Я не мог себе представить, какую услугу мог бы оказать мне пан Фольтэн, а он продолжал говорить, что необычайно, исключительно высоко ценит мои суждения как театрального критика и теоретика искусства.
— Дело в том, что я сочиняю оперу «Юдифь», — объявил он, слегка зардевшись. — И сам написал к ней либретто. По-моему, — сказал он, запуская пальцы в свою гриву, — по-моему, композитор должен сам писать свои либретто, только тогда его произведение будет представлять собой нечто целостное — в нем не будет ничего чуждого, ничего, что бы не вытекало из самых глубин его собственной интуиции.
Против этого в общем-то возражать не приходилось. С видимым удовольствием Фольтэн повторял это на все лады, пока наконец не проговорился, чего он хочет от меня. Не окажу ли я ему любезность прочесть вышеупомянутое либретто. И не выскажусь ли откровенно, в чем оно не выдерживает наистрожайшей критики.

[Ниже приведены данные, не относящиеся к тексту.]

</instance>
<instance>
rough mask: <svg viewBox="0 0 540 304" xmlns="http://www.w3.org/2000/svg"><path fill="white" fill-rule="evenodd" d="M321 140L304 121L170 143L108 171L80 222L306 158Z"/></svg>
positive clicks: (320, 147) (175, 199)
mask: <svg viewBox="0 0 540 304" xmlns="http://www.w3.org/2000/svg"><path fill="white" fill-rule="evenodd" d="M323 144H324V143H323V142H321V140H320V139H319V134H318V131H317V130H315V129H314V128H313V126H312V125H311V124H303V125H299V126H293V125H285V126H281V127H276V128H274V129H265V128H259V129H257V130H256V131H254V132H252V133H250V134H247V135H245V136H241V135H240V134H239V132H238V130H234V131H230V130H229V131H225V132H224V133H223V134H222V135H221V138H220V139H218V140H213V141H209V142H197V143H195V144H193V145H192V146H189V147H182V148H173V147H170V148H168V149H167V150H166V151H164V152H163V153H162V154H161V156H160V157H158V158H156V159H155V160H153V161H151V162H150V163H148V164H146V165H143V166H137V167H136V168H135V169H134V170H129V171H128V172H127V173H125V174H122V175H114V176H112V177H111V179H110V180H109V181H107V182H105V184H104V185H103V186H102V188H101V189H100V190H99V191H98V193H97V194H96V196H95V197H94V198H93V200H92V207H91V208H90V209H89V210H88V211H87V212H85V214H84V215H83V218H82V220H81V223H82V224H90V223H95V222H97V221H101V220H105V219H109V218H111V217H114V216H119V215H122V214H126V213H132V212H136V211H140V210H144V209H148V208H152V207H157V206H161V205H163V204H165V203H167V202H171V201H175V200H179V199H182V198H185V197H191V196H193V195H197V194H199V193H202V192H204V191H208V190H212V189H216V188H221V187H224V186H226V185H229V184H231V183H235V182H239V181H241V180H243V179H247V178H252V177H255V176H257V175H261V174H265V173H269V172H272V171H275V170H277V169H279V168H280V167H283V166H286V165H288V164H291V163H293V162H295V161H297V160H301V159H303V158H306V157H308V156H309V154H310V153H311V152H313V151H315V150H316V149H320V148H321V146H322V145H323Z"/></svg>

— Видите ли, я скорее музыкант, чем поэт, — извинился он и потом снова заговорил о том, как безгранично доверяет моему мнению и так далее.

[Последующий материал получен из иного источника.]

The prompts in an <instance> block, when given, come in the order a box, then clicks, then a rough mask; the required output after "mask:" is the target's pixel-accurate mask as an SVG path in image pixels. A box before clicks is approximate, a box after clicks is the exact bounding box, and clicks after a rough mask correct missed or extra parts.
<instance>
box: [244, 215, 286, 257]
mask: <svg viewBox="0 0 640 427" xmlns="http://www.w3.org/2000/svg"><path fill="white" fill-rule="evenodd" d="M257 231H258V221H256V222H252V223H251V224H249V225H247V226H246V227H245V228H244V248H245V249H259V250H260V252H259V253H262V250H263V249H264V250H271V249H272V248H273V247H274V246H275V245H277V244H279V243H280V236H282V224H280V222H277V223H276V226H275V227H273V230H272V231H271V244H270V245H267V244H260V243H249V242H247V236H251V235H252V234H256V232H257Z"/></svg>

Что делать — я съел у него два бутерброда, поэтому мне не оставалось ничего другого, как сказать, что с величайшим удовольствием, и тому подобное. Он горячо пожал мне руку.
— Я пришлю вам рукопись завтра, — сказал он, — а сейчас, прошу вас, пойдемте к молодежи.
Молодежь тем временем вдрызг перепилась и вопила так, что дребезжали стекла; оторопевшая хозяйка дома натянуто улыбалась, а пан Фольтэн восклицал:
— Резвитесь, резвитесь, дети! Как дома! Здесь все артисты!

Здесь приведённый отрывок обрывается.